In a troubling trend for the cryptocurrency sector, North Korean hackers have stolen an unprecedented $1.3 billion in digital assets throughout 2024. This staggering figure accounts for over half of the $2.2 billion total stolen from cryptocurrency platforms this year, as reported by blockchain research firm Chainalysis. The amount represents a significant increase of 102.88% compared to the previous year, where North Korean-linked cyberattacks resulted in approximately $660.5 million in losses.

The surge in theft is part of a broader pattern, with overall cryptocurrency theft rising by 21% from 2023. This marks the fifth consecutive year that total thefts have exceeded $1 billion, highlighting ongoing vulnerabilities within the crypto ecosystem.
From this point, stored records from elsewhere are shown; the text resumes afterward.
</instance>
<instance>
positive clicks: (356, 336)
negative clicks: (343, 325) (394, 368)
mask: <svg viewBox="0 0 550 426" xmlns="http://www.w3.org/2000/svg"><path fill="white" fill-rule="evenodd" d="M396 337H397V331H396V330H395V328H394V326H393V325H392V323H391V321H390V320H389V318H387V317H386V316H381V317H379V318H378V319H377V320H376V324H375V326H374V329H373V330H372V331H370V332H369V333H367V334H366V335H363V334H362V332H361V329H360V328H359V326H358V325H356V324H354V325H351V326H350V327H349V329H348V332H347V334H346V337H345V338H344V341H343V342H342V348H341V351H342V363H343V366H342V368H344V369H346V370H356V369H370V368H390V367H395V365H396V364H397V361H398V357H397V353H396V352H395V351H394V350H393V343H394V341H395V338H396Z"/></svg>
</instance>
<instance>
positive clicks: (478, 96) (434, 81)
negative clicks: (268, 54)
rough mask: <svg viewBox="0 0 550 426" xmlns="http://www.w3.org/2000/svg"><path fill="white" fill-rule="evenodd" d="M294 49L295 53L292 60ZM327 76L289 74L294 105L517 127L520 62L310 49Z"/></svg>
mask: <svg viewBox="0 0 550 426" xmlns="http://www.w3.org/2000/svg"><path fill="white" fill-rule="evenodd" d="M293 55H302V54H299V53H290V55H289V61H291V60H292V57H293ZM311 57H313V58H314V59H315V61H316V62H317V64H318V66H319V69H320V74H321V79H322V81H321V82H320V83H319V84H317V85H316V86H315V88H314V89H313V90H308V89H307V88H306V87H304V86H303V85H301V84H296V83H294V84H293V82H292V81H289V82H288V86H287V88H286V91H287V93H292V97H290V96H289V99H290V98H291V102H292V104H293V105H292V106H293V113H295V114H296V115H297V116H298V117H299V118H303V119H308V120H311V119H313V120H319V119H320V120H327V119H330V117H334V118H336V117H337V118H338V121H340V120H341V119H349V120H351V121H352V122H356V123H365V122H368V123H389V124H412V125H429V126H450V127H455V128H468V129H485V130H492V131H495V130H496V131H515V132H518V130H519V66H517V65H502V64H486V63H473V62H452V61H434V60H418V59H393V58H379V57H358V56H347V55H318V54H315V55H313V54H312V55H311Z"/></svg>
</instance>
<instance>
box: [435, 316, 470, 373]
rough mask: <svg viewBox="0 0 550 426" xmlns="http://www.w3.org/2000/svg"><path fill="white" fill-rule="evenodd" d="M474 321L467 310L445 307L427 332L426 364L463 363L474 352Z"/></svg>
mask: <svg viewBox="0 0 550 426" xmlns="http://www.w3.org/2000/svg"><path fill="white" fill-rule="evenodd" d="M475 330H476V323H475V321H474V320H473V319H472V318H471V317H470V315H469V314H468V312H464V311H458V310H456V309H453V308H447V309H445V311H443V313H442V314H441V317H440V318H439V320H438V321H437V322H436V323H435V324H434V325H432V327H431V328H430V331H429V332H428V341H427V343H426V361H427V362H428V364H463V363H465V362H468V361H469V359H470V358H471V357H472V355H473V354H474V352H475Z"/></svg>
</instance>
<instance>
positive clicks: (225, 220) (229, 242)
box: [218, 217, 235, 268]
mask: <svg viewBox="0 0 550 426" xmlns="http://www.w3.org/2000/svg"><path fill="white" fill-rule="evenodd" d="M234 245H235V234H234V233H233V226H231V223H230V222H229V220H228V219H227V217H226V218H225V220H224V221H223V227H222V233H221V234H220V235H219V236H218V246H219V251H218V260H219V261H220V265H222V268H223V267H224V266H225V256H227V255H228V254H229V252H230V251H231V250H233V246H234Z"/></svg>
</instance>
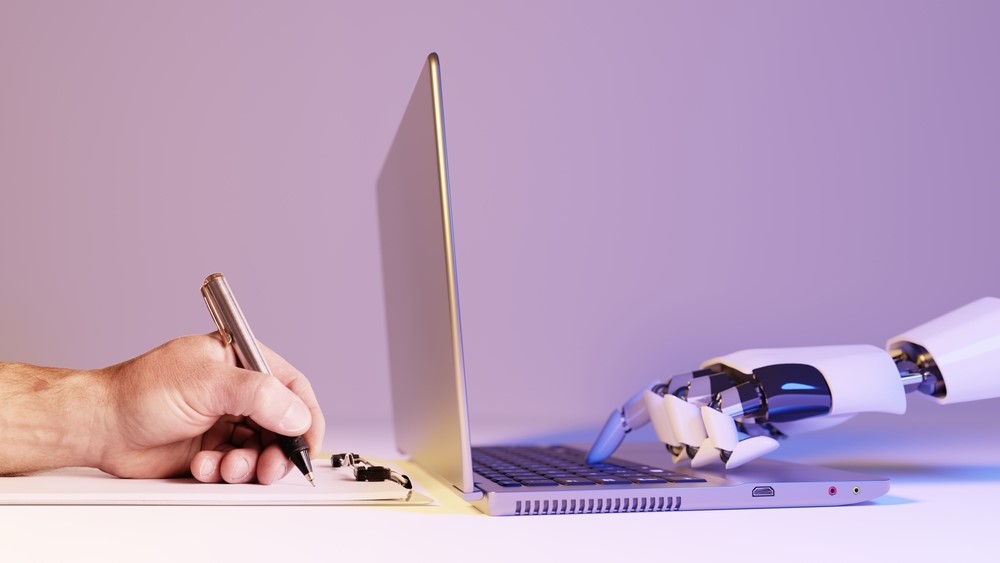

Hacking Tactics and Targets

North Korean hackers are notorious for their sophisticated methods, often posing as IT professionals to infiltrate companies within the cryptocurrency and technology sectors. These attacks have predominantly targeted decentralized finance (DeFi) platforms, which have become increasingly attractive due to their rapid growth and relative lack of stringent security protocols.

The data indicates that private key compromises were the primary cause of these thefts, accounting for 43.8% of all hacks. Attackers exploit these vulnerabilities to access wallets and siphon funds through decentralized exchanges (DEX), mining operations, or mixing services, complicating recovery efforts.

Major Incidents

Several high-profile hacks have underscored the severity of this issue:

  • DMM Bitcoin: In May 2024, this Japanese exchange suffered a breach resulting in a loss of approximately $308 million, attributed to weaknesses in its security infrastructure.
  • WazirX: An Indian cryptocurrency platform faced a significant attack in July, with hackers making off with around $235 million.

These incidents are emblematic of a larger trend where North Korean hackers have not only increased the scale of their operations but also diversified their tactics to target both large exchanges and smaller platforms.